近位尿細管はおおむね等張性に再吸収を行い、ここでの再吸収はアンジオテンシンIIなどによる微調整を受ける。炭酸脱水酵素阻害薬はこの部位の重炭酸再吸収を抑制する。
ヘンレループと遠位尿細管
ヘンレループ太い上行脚は水を通さずにナトリウム・カリウム・塩化物共輸送体で溶質を能動的に汲み出し、髄質間質を高張にする。これが対向流増幅系による尿濃縮の基盤であり、ループ利尿薬はこの共輸送体を阻害して強力な利尿を生む。バーター症候群はこの部位の輸送機構の遺伝的障害である。続く遠位尿細管ではナトリウム・塩化物共輸送体が再吸収を担い、サイアザイド利尿薬の標的かつギッテルマン症候群の障害部位となる。
利尿薬と作用部位の対応
利尿薬は作用するネフロン部位ごとに効力と電解質への影響が異なる。
- 炭酸脱水酵素阻害薬:近位尿細管(重炭酸利尿)
- ループ利尿薬:太い上行脚(強力な利尿)
- サイアザイド:遠位尿細管
- カリウム保持性利尿薬・上皮性ナトリウムチャネル遮断薬:集合管
集合管
集合管はナトリウム・カリウム・水・酸塩基の最終調整を行う。主細胞は上皮性ナトリウムチャネルでナトリウムを再吸収し、これがアルドステロン制御下にあるとともにカリウム分泌の駆動力を生む。間在細胞は水素イオン分泌や重炭酸の調整を担う。バソプレシンによる水再吸収もこの部位で起こる。リドル症候群は上皮性ナトリウムチャネルの活性亢進による遺伝性疾患である。
エビデンスの現在地
ネフロン各部位の輸送体は分子クローニングと電気生理で同定され、利尿薬の作用部位と遺伝性電解質疾患の原因遺伝子が機能を相互に裏づけており、確実性は強い。これらは生理学・薬理学・遺伝学が収束した堅固な体系である。一方で各輸送体の発現量の個人差や薬剤反応性の個別予測には、確実性が中程度にとどまる部分がある。
論点と限界
利尿薬への耐性形成(遠位ネフロンの代償性肥大による効果減弱など)の機序や、利尿薬の併用戦略の最適化には未解明な点が残る。また輸送体の知見の多くは動物モデルとヒト遺伝性疾患からの推論であり、ヒト生体での定量には測定上の限界がある。
現場・臨床応用
利尿薬の選択と併用は、目的とするナトリウム排泄量と電解質への影響を作用部位から予測して設計される。電解質異常の鑑別では、障害部位を想定することで遺伝性疾患の鑑別や薬剤性異常の理解が進む。これらの臨床判断は医療専門職が行うものであり、本稿は各部位の機序理解を目的とする。
医療免責
本記事は教育目的の学習コンテンツです。診断・治療行為を代替するものではありません。痛み・しびれ・急性外傷・発熱・進行性の症状や、医師から運動制限を受けている場合は、自己判断で進めず医師・国家資格者にご相談ください。
主要な参考文献・ガイドライン
本記事は、以下の学会ガイドライン・ポジションステートメント・標準的な専門書などの公開情報に基づいて整理しています。具体的な数値や適用は原典・最新版をご確認ください。

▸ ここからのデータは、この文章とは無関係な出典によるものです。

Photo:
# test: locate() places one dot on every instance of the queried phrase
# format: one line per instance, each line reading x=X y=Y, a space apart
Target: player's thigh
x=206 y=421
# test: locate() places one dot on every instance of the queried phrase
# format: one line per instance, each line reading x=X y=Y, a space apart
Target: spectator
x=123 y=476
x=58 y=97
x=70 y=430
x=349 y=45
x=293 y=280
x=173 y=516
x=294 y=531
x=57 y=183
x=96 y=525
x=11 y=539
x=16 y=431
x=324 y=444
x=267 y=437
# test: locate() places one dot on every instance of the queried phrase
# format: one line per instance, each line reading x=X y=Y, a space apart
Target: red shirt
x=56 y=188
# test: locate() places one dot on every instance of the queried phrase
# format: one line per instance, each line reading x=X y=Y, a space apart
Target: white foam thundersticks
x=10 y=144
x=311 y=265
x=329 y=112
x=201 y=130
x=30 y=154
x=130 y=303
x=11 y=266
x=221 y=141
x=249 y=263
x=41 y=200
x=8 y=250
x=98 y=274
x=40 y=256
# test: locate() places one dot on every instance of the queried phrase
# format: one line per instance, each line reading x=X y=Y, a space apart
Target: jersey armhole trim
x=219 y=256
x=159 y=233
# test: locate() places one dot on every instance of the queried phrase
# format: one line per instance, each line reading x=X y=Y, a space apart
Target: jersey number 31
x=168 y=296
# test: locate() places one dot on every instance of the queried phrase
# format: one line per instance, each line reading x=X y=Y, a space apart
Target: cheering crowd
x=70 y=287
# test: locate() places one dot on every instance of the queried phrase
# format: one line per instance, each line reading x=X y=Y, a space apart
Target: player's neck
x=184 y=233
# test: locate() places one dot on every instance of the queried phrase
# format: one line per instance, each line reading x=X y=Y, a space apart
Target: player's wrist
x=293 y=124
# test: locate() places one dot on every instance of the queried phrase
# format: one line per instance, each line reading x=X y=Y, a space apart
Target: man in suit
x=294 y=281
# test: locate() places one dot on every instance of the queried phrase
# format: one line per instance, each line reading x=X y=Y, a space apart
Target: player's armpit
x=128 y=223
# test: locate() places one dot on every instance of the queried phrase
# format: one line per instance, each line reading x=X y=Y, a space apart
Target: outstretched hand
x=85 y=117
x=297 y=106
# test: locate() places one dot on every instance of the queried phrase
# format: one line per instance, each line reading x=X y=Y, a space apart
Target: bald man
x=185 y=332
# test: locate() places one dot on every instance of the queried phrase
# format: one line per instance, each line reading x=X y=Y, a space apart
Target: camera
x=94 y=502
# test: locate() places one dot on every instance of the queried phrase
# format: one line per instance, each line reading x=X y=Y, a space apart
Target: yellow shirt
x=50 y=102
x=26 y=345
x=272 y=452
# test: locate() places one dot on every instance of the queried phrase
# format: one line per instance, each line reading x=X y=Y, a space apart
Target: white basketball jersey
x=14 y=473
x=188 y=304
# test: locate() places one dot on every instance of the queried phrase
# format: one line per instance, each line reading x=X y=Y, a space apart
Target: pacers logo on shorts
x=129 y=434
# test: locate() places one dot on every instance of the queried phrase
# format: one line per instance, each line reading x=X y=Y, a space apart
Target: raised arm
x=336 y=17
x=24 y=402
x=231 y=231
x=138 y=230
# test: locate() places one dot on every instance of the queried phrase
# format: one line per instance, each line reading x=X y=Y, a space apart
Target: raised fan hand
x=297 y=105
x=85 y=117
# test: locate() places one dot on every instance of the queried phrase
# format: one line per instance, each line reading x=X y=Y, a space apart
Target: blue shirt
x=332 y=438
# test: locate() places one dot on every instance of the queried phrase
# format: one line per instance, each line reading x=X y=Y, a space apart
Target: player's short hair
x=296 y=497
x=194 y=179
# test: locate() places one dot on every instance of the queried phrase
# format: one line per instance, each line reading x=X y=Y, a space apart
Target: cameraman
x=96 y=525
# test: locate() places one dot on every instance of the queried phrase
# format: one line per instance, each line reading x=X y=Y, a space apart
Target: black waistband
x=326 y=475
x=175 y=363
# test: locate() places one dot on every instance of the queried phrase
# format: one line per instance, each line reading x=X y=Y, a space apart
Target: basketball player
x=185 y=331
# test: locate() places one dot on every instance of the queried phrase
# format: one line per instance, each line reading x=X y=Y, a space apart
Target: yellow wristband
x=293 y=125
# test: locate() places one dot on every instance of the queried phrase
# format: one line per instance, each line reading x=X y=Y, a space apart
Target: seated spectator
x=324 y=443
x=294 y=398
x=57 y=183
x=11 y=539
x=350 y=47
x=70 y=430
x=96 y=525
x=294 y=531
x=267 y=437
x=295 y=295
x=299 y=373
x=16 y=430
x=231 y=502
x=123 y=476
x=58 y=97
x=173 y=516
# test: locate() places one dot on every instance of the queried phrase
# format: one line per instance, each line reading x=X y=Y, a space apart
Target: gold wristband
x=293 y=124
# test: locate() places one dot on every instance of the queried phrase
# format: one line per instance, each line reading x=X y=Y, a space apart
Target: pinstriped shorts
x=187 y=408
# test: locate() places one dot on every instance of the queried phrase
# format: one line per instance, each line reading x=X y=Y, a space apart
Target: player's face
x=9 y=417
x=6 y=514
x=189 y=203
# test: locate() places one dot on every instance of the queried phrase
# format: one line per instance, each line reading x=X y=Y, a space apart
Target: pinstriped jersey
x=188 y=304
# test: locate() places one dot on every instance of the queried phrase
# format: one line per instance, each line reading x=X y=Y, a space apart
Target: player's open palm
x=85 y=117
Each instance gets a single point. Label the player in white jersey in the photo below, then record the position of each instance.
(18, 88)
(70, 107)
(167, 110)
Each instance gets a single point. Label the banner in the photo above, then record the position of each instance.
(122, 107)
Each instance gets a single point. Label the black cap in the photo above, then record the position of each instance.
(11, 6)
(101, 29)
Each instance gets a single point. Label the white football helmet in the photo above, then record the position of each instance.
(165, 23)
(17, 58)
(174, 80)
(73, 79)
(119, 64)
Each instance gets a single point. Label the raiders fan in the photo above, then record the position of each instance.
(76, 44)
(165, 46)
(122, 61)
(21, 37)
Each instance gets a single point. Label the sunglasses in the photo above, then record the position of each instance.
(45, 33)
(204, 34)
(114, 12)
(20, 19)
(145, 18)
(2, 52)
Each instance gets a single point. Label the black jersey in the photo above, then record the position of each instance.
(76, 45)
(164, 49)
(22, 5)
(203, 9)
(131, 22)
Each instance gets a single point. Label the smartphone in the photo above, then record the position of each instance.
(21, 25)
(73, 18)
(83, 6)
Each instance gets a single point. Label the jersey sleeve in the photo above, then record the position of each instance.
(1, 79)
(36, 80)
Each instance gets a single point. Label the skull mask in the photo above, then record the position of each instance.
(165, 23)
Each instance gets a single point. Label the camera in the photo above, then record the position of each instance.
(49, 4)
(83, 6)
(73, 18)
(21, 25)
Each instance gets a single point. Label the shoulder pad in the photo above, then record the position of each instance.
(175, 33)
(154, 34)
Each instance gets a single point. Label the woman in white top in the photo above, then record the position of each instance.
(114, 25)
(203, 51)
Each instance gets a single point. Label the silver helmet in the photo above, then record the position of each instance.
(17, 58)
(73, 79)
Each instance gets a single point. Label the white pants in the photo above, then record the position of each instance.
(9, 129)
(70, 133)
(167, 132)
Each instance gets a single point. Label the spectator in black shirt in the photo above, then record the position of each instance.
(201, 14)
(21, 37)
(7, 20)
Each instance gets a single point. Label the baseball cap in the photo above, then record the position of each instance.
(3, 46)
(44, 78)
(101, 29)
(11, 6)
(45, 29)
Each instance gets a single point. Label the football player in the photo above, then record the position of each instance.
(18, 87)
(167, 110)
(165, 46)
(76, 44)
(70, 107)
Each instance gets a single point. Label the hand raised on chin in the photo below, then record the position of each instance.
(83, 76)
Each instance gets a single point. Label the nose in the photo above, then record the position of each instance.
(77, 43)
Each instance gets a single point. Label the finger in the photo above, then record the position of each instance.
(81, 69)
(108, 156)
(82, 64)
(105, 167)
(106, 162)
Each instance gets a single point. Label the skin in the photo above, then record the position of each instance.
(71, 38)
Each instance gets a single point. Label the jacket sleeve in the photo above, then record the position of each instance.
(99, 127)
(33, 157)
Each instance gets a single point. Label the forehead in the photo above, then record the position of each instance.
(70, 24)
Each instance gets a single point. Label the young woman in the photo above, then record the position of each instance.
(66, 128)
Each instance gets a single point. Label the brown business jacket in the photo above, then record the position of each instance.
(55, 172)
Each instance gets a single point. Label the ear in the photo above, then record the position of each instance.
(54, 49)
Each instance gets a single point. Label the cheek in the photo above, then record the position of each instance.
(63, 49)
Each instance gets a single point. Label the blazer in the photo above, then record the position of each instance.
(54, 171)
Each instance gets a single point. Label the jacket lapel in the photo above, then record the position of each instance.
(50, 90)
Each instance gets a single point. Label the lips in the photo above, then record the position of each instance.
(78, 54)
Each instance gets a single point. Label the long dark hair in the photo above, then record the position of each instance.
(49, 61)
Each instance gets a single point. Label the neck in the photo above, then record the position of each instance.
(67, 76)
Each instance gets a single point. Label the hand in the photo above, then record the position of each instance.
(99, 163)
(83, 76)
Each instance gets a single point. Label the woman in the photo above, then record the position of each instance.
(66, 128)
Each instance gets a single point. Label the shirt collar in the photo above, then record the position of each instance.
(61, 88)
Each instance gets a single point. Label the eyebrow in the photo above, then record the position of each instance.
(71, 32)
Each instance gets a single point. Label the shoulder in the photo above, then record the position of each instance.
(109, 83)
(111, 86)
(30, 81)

- Brenner and Rector’s The Kidney
- Boron and Boulpaep, Medical Physiology
- Rose and Post, Clinical Physiology of Acid-Base and Electrolyte Disorders
- Guyton and Hall, Textbook of Medical Physiology
よくある質問
ネフロンのどこで一番多く再吸収されますか。
近位尿細管です。濾過された水・ナトリウム・重炭酸・グルコース・アミノ酸の大部分がここで再吸収されます。
ループ利尿薬はどこに効きますか。
ヘンレループ太い上行脚のナトリウム・カリウム・塩化物共輸送体を阻害します。髄質の浸透圧勾配を崩すため強力な利尿を生みます。
サイアザイドとループ利尿薬の違いは何ですか。
サイアザイドは遠位尿細管のナトリウム・塩化物共輸送体に、ループ利尿薬は太い上行脚に作用します。作用部位の違いが効力と電解質影響の違いを生みます。
遺伝性電解質疾患はなぜ生理学の理解に役立つのですか。
バーター症候群やギッテルマン症候群などは特定の輸送体の機能喪失で生じるため、その表現型が対応する輸送体の生理的役割を逆照射する自然の実験となるからです。